The delayed issue effect may continue to be prevalent in some cases, such as high-assurance software, architecturally complex systems, or in projects with poor engineering discipline. We do not have evidence for or against such claims. However, our data shows that the DIE has been mitigated through some combination of software engineering technology and process in a large set of projects in many domains. Our results are evidence that the software engineering community has been successful in meeting one of its over-arching goals. But our results raise an equally important point - should the DIE persist as a truism (see Section 4), or is it a project outcome that can be controlled by software engineering process and technology?

8 Conclusion

In this paper, we explored the papers and data related to the commonly believed delayed issue effect (that delaying the resolution of issues very much increases the difficulty of completing that resolution). Several prominent SE researchers state this effect is a fundamental law of software engineering (McConnell 2001; Boehm and Basili 2001; Glass 2002). Based on a survey of both researchers and practitioners, we found that a specific form of this effect (requirements errors are hardest to fix) is commonly believed in the community.

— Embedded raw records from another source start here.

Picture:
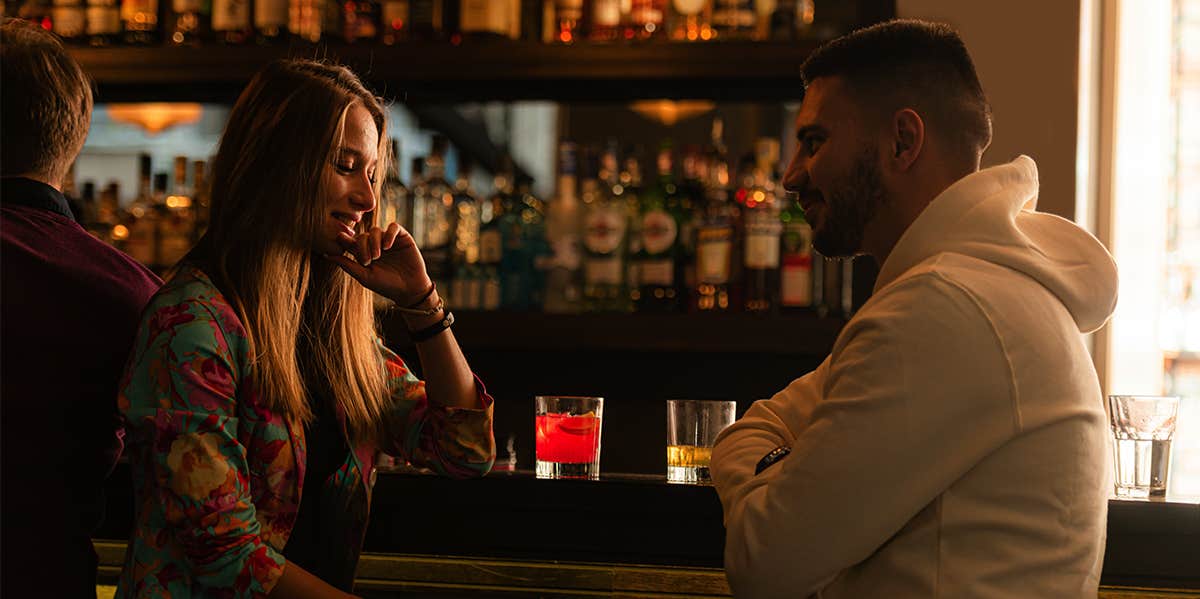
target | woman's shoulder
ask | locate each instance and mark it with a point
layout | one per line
(191, 293)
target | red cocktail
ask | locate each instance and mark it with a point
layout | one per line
(568, 437)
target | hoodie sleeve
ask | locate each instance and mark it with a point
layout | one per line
(916, 391)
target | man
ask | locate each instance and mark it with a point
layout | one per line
(69, 311)
(954, 442)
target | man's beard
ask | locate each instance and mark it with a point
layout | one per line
(849, 209)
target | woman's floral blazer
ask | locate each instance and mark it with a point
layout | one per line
(217, 477)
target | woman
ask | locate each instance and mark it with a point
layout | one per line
(258, 391)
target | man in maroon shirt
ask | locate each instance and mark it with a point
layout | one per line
(69, 311)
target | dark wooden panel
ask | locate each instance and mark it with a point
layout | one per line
(475, 71)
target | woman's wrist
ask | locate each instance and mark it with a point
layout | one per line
(432, 303)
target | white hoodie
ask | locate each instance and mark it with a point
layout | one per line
(954, 443)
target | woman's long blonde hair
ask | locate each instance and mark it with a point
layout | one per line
(300, 312)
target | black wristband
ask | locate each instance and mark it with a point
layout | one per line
(772, 456)
(433, 329)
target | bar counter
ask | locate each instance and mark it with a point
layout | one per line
(510, 534)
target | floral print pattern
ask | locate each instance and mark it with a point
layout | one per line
(217, 477)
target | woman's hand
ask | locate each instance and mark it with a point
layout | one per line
(387, 262)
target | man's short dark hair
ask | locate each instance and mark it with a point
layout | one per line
(45, 102)
(911, 64)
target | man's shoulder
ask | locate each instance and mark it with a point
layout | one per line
(58, 247)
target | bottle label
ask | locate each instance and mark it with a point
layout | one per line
(484, 16)
(270, 13)
(762, 241)
(796, 280)
(395, 15)
(231, 15)
(491, 246)
(714, 250)
(492, 292)
(103, 17)
(689, 7)
(131, 9)
(570, 9)
(69, 21)
(606, 13)
(659, 232)
(604, 229)
(603, 270)
(658, 273)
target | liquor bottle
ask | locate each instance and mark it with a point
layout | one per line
(426, 19)
(189, 22)
(39, 12)
(532, 19)
(394, 22)
(569, 21)
(605, 21)
(762, 229)
(70, 21)
(360, 21)
(271, 19)
(485, 19)
(648, 18)
(466, 285)
(177, 225)
(108, 213)
(305, 19)
(432, 214)
(660, 256)
(718, 243)
(232, 22)
(629, 189)
(89, 217)
(691, 21)
(796, 269)
(691, 190)
(605, 243)
(491, 241)
(103, 22)
(523, 233)
(203, 201)
(141, 22)
(394, 197)
(563, 283)
(733, 19)
(141, 221)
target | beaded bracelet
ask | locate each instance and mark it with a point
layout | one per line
(412, 309)
(432, 330)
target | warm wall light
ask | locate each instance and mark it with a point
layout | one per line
(156, 117)
(669, 112)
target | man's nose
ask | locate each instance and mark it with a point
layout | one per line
(796, 178)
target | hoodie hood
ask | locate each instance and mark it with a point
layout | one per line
(991, 215)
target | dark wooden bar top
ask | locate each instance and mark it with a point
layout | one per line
(510, 534)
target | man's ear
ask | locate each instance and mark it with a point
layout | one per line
(907, 132)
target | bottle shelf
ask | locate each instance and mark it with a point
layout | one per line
(802, 334)
(490, 70)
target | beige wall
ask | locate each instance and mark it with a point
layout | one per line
(1027, 57)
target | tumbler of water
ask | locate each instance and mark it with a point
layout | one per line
(1143, 427)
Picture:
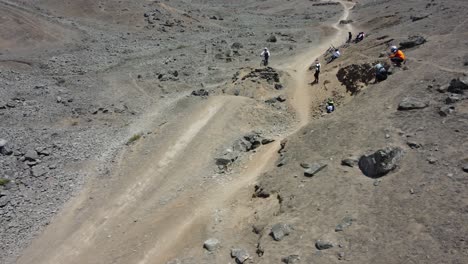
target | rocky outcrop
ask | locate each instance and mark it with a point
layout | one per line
(380, 162)
(412, 42)
(279, 231)
(458, 86)
(410, 103)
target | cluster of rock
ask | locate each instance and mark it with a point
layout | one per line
(269, 74)
(455, 91)
(164, 19)
(247, 143)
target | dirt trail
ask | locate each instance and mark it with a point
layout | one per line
(154, 208)
(298, 67)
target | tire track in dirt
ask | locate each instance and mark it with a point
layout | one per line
(99, 231)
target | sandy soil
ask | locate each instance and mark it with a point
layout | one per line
(157, 198)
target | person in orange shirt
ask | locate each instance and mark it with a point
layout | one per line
(397, 56)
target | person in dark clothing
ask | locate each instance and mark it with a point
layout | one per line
(359, 37)
(380, 73)
(317, 71)
(330, 105)
(266, 55)
(350, 37)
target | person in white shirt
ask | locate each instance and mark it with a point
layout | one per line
(266, 55)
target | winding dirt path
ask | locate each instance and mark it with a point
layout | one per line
(158, 203)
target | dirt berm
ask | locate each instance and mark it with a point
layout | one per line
(148, 132)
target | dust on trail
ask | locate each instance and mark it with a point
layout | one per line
(104, 230)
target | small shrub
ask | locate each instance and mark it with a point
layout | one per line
(133, 139)
(4, 181)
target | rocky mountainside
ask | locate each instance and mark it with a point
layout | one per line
(148, 132)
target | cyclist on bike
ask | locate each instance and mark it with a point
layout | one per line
(397, 56)
(266, 55)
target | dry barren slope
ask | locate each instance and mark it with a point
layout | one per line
(79, 104)
(415, 214)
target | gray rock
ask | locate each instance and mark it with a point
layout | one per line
(258, 228)
(344, 22)
(442, 89)
(465, 167)
(272, 39)
(4, 150)
(4, 200)
(410, 103)
(31, 155)
(279, 231)
(413, 144)
(431, 160)
(241, 145)
(211, 244)
(281, 98)
(236, 46)
(266, 141)
(200, 92)
(38, 171)
(283, 160)
(446, 110)
(278, 86)
(323, 244)
(241, 255)
(412, 41)
(381, 162)
(453, 98)
(291, 259)
(346, 222)
(313, 169)
(349, 162)
(458, 86)
(255, 139)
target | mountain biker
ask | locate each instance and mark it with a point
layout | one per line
(317, 71)
(397, 56)
(266, 55)
(359, 37)
(336, 54)
(330, 105)
(350, 37)
(380, 72)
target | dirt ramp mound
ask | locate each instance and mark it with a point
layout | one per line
(260, 84)
(355, 76)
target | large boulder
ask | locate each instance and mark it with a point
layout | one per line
(279, 231)
(380, 162)
(211, 244)
(458, 86)
(291, 259)
(312, 168)
(323, 244)
(4, 150)
(272, 39)
(412, 41)
(410, 103)
(31, 155)
(241, 255)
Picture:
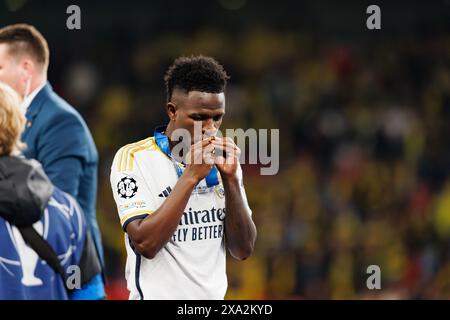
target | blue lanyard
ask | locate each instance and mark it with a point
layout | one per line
(212, 179)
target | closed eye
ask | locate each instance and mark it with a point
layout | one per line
(202, 117)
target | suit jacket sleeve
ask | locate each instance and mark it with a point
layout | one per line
(62, 150)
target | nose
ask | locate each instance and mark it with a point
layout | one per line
(208, 127)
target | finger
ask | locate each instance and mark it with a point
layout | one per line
(201, 144)
(219, 160)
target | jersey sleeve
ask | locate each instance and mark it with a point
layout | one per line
(131, 193)
(241, 185)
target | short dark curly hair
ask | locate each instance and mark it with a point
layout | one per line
(195, 73)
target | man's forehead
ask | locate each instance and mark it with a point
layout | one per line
(5, 51)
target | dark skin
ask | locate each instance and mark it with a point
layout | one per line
(151, 234)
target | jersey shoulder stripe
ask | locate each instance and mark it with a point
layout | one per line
(126, 153)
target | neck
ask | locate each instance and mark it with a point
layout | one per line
(170, 128)
(36, 83)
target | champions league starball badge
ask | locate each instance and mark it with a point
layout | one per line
(127, 188)
(220, 191)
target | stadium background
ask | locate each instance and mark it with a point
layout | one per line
(364, 118)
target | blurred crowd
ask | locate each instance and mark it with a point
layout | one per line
(364, 153)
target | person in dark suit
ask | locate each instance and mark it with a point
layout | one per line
(55, 133)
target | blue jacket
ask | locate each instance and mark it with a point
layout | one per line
(57, 136)
(24, 276)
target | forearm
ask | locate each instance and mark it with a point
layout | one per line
(239, 227)
(152, 233)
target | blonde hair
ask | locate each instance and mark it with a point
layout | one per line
(12, 121)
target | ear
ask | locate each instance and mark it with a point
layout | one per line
(171, 109)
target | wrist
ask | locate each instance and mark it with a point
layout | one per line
(191, 177)
(230, 178)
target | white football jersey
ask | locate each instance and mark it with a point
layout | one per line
(192, 264)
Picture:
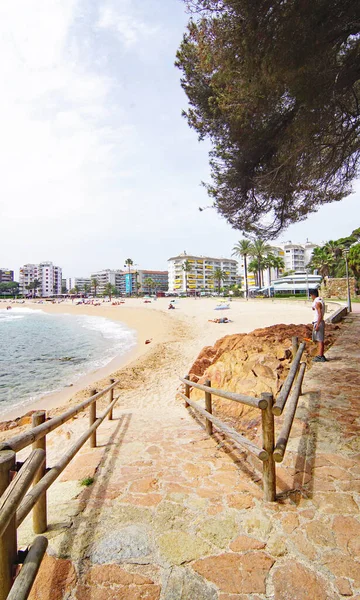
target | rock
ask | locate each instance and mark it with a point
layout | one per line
(293, 581)
(184, 584)
(218, 531)
(125, 545)
(178, 547)
(55, 579)
(236, 573)
(249, 364)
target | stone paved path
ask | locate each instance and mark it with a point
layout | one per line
(173, 516)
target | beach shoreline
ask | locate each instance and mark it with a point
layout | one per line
(135, 318)
(188, 327)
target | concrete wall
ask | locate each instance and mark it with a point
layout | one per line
(337, 288)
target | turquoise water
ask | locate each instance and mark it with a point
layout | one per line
(42, 353)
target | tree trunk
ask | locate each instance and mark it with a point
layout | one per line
(246, 282)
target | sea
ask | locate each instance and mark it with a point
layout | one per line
(41, 353)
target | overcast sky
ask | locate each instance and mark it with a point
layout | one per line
(97, 163)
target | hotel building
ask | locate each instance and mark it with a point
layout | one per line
(200, 277)
(48, 276)
(6, 275)
(295, 257)
(130, 282)
(103, 278)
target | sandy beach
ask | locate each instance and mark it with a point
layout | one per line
(187, 328)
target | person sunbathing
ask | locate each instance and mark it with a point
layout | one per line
(221, 320)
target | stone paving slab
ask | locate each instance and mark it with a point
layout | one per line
(175, 515)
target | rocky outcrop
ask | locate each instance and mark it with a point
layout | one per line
(251, 364)
(337, 287)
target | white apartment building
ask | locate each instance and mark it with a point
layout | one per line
(81, 282)
(297, 256)
(48, 276)
(103, 278)
(200, 277)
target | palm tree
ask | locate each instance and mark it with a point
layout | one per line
(109, 290)
(219, 275)
(277, 263)
(36, 285)
(129, 263)
(94, 283)
(149, 283)
(243, 248)
(259, 250)
(253, 268)
(186, 267)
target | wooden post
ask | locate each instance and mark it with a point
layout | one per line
(208, 408)
(8, 542)
(295, 345)
(187, 390)
(111, 398)
(268, 431)
(92, 419)
(40, 508)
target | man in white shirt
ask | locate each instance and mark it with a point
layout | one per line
(318, 334)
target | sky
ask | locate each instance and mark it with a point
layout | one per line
(97, 162)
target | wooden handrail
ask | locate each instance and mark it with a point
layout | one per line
(283, 438)
(287, 385)
(17, 489)
(248, 400)
(25, 579)
(32, 497)
(14, 506)
(22, 440)
(234, 435)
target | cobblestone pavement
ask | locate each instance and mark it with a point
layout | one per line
(174, 515)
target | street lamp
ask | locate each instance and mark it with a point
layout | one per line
(307, 283)
(346, 252)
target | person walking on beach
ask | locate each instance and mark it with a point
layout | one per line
(318, 334)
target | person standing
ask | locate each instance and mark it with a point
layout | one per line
(318, 334)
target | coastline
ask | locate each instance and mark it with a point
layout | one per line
(187, 329)
(134, 317)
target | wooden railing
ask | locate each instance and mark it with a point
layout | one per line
(16, 503)
(272, 451)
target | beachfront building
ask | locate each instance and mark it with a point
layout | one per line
(6, 275)
(82, 283)
(297, 256)
(200, 274)
(160, 281)
(47, 276)
(105, 277)
(297, 283)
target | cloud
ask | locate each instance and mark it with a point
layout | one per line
(123, 20)
(62, 134)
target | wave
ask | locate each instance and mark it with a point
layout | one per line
(11, 317)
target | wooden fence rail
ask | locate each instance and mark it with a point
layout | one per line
(270, 452)
(16, 503)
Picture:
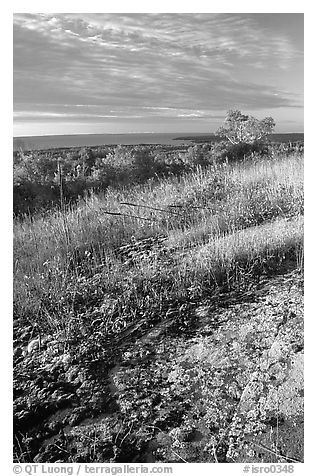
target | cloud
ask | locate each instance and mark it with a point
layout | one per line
(168, 62)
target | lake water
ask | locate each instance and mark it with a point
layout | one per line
(85, 140)
(82, 140)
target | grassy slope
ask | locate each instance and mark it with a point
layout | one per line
(87, 278)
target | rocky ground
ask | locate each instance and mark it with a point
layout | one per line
(226, 386)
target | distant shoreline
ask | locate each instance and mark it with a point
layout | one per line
(94, 140)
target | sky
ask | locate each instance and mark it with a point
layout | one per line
(86, 73)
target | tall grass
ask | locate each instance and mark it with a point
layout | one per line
(219, 224)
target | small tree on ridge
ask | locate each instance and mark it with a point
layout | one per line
(239, 128)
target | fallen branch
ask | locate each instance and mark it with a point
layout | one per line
(277, 454)
(127, 216)
(147, 206)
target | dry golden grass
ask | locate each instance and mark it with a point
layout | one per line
(215, 221)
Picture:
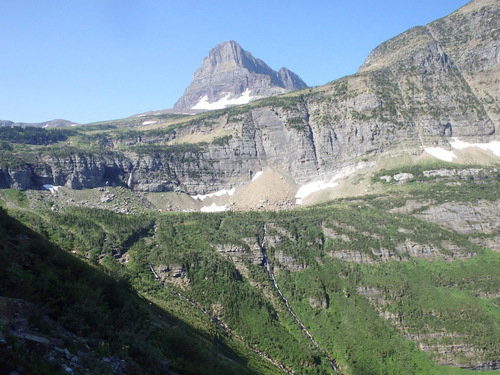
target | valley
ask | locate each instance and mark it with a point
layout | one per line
(348, 228)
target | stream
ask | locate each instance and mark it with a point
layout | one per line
(266, 264)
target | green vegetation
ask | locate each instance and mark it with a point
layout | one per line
(368, 310)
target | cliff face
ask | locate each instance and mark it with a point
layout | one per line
(417, 90)
(230, 75)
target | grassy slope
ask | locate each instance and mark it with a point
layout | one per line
(443, 300)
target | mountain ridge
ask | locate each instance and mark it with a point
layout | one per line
(228, 72)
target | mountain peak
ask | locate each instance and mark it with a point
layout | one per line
(229, 75)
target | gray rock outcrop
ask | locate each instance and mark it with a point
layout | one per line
(229, 71)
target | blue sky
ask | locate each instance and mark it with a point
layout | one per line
(93, 60)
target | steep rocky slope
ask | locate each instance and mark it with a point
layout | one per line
(420, 91)
(230, 75)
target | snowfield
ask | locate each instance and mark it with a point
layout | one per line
(213, 208)
(219, 193)
(224, 102)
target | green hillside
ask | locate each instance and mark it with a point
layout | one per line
(380, 288)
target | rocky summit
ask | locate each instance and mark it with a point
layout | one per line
(398, 276)
(229, 75)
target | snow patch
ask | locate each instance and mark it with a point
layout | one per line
(316, 186)
(219, 193)
(224, 102)
(213, 208)
(51, 188)
(440, 153)
(257, 175)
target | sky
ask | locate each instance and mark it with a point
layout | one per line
(96, 60)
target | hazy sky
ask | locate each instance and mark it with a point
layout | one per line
(92, 60)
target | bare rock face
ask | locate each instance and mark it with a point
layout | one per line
(419, 89)
(231, 75)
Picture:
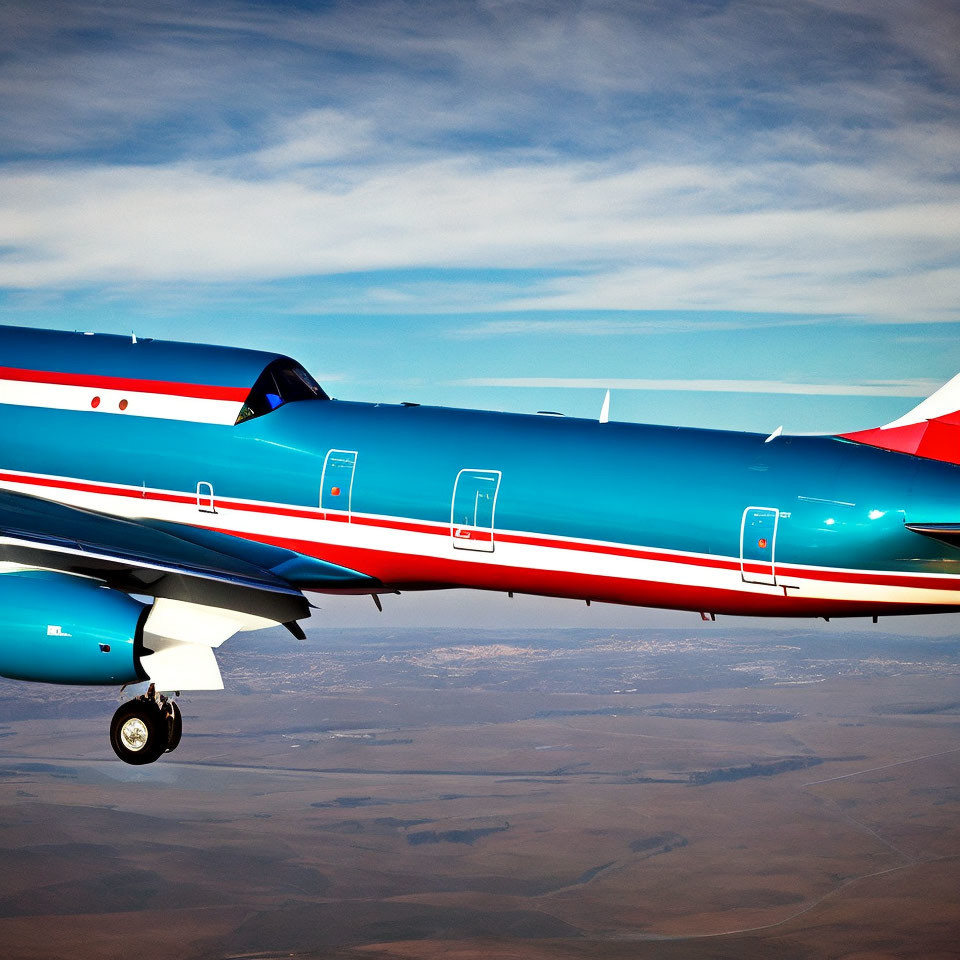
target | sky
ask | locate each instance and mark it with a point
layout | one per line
(738, 214)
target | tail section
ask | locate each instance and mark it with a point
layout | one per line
(931, 429)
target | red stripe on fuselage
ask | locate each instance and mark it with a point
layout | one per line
(395, 570)
(916, 581)
(196, 391)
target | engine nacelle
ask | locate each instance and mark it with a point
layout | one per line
(57, 628)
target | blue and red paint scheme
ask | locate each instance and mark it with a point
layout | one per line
(260, 487)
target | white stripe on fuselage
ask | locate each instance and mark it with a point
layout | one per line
(549, 555)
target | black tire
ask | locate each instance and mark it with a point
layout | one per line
(139, 732)
(174, 726)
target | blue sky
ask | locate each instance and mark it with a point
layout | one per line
(738, 214)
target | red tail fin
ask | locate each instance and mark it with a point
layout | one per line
(930, 430)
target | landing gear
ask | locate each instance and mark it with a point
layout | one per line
(145, 728)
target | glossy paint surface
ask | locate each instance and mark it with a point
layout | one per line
(61, 629)
(423, 497)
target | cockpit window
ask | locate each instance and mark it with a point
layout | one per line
(282, 381)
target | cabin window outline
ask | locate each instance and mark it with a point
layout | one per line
(747, 551)
(485, 539)
(205, 500)
(325, 504)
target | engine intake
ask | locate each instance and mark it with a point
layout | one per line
(58, 628)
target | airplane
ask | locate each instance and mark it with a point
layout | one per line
(158, 497)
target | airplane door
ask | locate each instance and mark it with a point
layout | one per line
(758, 540)
(472, 513)
(336, 482)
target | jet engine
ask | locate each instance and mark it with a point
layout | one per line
(59, 628)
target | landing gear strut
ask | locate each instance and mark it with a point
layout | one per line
(145, 728)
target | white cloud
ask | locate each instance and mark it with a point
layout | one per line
(628, 237)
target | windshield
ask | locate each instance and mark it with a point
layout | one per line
(282, 381)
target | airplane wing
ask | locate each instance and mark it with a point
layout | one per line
(166, 560)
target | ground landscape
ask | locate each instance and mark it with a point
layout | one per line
(379, 795)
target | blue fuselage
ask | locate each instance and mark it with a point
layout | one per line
(425, 497)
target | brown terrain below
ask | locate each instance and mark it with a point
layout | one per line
(534, 795)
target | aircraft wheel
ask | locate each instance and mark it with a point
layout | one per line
(174, 726)
(139, 731)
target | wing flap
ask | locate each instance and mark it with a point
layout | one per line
(948, 533)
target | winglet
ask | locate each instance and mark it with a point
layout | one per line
(931, 429)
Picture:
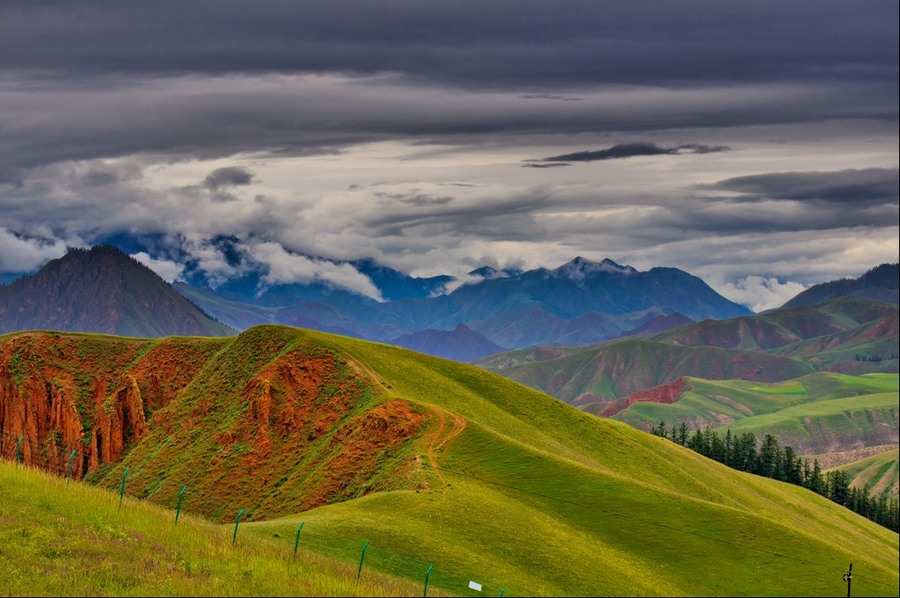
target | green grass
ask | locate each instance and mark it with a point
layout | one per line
(532, 496)
(58, 539)
(815, 413)
(880, 473)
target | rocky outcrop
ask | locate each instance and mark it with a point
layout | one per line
(665, 393)
(79, 402)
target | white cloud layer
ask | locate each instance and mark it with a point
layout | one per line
(24, 254)
(283, 268)
(168, 270)
(759, 293)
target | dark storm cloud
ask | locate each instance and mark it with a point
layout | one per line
(870, 186)
(229, 176)
(530, 43)
(631, 150)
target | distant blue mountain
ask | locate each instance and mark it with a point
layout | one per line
(580, 302)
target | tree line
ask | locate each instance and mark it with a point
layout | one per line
(743, 452)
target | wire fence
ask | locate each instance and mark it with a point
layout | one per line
(60, 458)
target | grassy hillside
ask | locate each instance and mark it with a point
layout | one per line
(812, 413)
(591, 377)
(436, 462)
(75, 539)
(851, 335)
(880, 473)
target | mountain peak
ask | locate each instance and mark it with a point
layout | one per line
(104, 290)
(580, 267)
(484, 272)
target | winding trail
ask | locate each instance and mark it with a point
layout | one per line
(449, 425)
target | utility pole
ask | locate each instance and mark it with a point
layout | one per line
(848, 577)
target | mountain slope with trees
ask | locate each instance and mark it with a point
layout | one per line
(428, 460)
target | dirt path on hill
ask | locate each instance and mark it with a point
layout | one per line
(441, 436)
(449, 425)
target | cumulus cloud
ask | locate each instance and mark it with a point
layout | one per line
(229, 176)
(759, 293)
(631, 150)
(852, 187)
(168, 270)
(21, 253)
(300, 130)
(283, 267)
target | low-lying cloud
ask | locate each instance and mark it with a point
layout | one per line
(633, 150)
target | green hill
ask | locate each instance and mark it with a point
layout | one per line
(75, 540)
(817, 413)
(880, 473)
(435, 462)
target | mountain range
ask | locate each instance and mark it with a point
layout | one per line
(101, 290)
(423, 461)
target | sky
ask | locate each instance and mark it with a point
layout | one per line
(752, 144)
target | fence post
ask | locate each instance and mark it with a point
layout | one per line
(848, 577)
(122, 489)
(69, 467)
(178, 508)
(237, 520)
(297, 539)
(427, 573)
(362, 555)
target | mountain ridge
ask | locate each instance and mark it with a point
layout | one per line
(101, 290)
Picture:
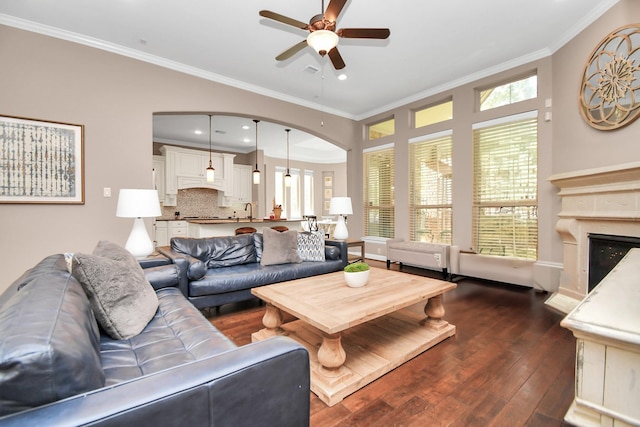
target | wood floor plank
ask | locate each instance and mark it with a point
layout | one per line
(509, 364)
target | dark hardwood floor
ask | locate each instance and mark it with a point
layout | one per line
(509, 364)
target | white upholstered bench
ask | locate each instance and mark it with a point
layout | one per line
(432, 256)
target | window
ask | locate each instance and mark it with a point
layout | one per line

We checked for traces of this effect in 171 projects from the period 2006–2014. That data held no trace of the delayed issued effect. To the best of our knowledge, this paper is the largest study of this effect yet performed.

We do not claim that this theory never holds in software projects; just that it cannot be assumed to always hold, as data have been found that falsify the general theory. Our explanation of the observed lack-of-effect is five-fold. Each of the following explanations is essentially a hypothesis which should be tested against empirical data before we can effectively propose a new theory of the delayed issue effect.

  1. 1.

    The effect might be an historical relic, which does not always hold on contemporary projects. Evidence: the effect was first described in the era of punch card computing and non-interactive environments.

  2. 2.

    The effect might be intermittent (rather than some fundamental law of software). Evidence: we can found nearly as many papers reporting the effect (Boehm 1976; 1981; Stecklein et al. 2004; Fagan 1976; Stephenson 1976) as otherwise (Royce 1998; Boehm 1980; Shull et al. 2002).

  3. 3.

    The effect might be confined to very large systems- in which case it would be acceptable during development to let smaller to medium sized projects carry some unresolved issues from early phases into later phases.

  4. 4.

    The effect might be mitigated by modern software development approaches that encourage change and revision of older parts of the system.

  5. 5.

    The effect might be mitigated by modern software development tools that simplify the process of large-scale reorganization of software systems.

Our results beg the question: why does the delayed issue effect persist as a truism in software engineering literature? No doubt the original evidence was compelling at the time, but much has changed in the realm of software development in the subsequent 40 years. Possibly the concept of the delayed issue effect (or its more specific description: requirements errors are the hardest to fix) has persisted because, to use Glass’s terms on the subject, it seems to be “just common sense”(Glass 2002). Nevertheless, in a rapidly changing field such as software engineering, even commonly held rules of thumb must be periodically re-verified. Progress in the domain of software analytics has made such periodic checks more cost-effective and feasible, and we argue that an examination of local behaviors (rather than simply accepting global heuristics) can be of significant benefit.